Am Bremer Airbus-Standort befindet sich das Hochauftriebszentrum - eine Art Kompetenzzentrum für den Flügelbau bei Airbus.

Torsten Spinti

„Die Flügel sind das Entscheidende an einem Flugzeug – ohne sie gibt es nicht den notwendigen Auftrieb“, sagt Heinz Böcker. Böcker weiß, wovon er spricht: Er war jahrelang Leiter der Flügelausrüstung vom Hochauftriebszentrum im Bremer Airbus-Werk. Der aktuell geplante Stellenabbau sei für die Betroffenen bedauerlich, aber Böcker macht sich vor allem auch Sorgen um die Hightech-Schmiede und die generellen Perspektiven für den Standort: „Die Forschungs- und Entwicklungsarbeiten, die in Bremen in der Vergangenheit stattgefunden haben, hatten bisher immer eine hervorragende Performance. Andere Airbus-Standorte hätten diese Abteilung gerne selber.“ Diese Begehrlichkeiten habe es schon immer gegeben, aber die Flugzeugentwicklung stehe vor einem neuen Zeitalter, und bei solchen Weichenstellungen bestehe die Gefahr, dass ein Konzern wie Airbus grundsätzlich neue Wege im Rahmen der Unternehmensstruktur gehe.

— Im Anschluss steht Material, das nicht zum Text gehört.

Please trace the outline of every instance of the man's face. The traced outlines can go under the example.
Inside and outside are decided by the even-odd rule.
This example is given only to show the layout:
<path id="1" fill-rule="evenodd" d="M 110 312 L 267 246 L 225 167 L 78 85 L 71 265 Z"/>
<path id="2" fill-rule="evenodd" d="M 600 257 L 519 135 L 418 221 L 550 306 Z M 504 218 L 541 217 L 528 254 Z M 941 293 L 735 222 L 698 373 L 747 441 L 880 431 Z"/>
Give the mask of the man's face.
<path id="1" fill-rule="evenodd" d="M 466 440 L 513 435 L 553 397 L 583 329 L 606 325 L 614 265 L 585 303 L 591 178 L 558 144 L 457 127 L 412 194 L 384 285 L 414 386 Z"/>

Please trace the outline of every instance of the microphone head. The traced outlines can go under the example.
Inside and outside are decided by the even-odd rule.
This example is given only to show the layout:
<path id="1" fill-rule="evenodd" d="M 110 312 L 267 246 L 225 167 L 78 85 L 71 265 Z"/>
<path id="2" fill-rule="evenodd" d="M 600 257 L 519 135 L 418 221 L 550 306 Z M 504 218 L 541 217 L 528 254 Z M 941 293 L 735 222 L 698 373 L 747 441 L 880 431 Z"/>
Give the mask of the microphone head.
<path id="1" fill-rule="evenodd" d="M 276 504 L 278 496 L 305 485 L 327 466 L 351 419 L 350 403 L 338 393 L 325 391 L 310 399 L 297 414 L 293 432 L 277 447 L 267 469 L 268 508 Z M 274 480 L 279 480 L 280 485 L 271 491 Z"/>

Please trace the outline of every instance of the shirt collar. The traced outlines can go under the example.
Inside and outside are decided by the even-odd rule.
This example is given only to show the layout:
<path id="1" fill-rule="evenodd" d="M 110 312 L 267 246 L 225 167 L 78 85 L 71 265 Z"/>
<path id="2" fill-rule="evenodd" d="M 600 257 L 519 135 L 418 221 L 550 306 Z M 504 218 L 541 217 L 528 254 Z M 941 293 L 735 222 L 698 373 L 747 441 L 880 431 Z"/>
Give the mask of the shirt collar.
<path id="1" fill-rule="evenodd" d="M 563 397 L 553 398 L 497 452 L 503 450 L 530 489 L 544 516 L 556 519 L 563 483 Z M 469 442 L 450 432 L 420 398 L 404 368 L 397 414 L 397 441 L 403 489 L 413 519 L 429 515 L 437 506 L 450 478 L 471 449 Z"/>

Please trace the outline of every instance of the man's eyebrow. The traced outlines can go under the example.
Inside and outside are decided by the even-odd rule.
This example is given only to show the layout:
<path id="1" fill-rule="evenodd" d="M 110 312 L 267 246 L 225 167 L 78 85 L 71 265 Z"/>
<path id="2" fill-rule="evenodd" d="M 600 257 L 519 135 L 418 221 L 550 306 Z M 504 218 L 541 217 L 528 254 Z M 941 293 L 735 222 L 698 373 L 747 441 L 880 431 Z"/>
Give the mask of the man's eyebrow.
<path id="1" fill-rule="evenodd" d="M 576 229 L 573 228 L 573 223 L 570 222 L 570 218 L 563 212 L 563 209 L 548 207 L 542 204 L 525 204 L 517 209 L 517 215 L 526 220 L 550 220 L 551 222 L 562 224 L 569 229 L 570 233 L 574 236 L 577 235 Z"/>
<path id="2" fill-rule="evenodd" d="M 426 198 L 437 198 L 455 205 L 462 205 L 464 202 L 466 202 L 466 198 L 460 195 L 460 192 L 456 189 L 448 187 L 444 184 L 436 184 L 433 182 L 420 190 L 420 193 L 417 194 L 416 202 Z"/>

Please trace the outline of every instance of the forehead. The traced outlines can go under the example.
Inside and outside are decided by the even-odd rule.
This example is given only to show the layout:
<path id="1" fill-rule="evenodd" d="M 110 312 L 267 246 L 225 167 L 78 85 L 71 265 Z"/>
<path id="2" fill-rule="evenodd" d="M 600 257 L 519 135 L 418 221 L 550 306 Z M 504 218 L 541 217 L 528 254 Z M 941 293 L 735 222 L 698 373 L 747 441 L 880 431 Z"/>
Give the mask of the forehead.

Klare Positionierung von der Politik gefordert

„Es soll das grüne Flugzeug entwickelt werden, da sind sich alle einig. Doch gerade die Bremer Politik muss sich viel deutlicher positionieren und klarer formulieren, dass das ohne die Kompetenz der etablierten Prozesskette in Bremen nicht möglich sein wird“, sagt Böcker. Sicherlich sei das Ecomat (Center for Eco-efficient Materials & Technologies) in der Bremer Airport-Stadt eine sinnvolle Einrichtung. Sich aber allein darauf zu beziehen, wenn es um technologische Weiterentwicklung gehe, reiche bei Weitem nicht aus, um im Wettbewerb der Standorte bestehen zu können. Aktuell sei immer wieder von der Politik zu hören, dass die norddeutschen Standorte gut aufgestellt und vernetzt seien, wenn es um die Zukunft des Fliegens gehe. „Ich vermisse dabei aber, dass Bremen die Führungsrolle weiterhin einnimmt, beansprucht und ausübt.“ Andere Airbus-Standorte in Deutschland und insbesondere in England stehen bei diesen Zukunftsthemen in den Startlöchern und würden nur zu gerne diese Zukunftstechnologien selber entwickeln. „Das war in der Vergangenheit so, und daran hat sich bis heute nichts verändert“, sagt Böcker, der zwar seit 2007 nicht mehr bei Airbus aktiv tätig ist, aber „ich bin nach wie vor in der Szene und im Unternehmen gut vernetzt“.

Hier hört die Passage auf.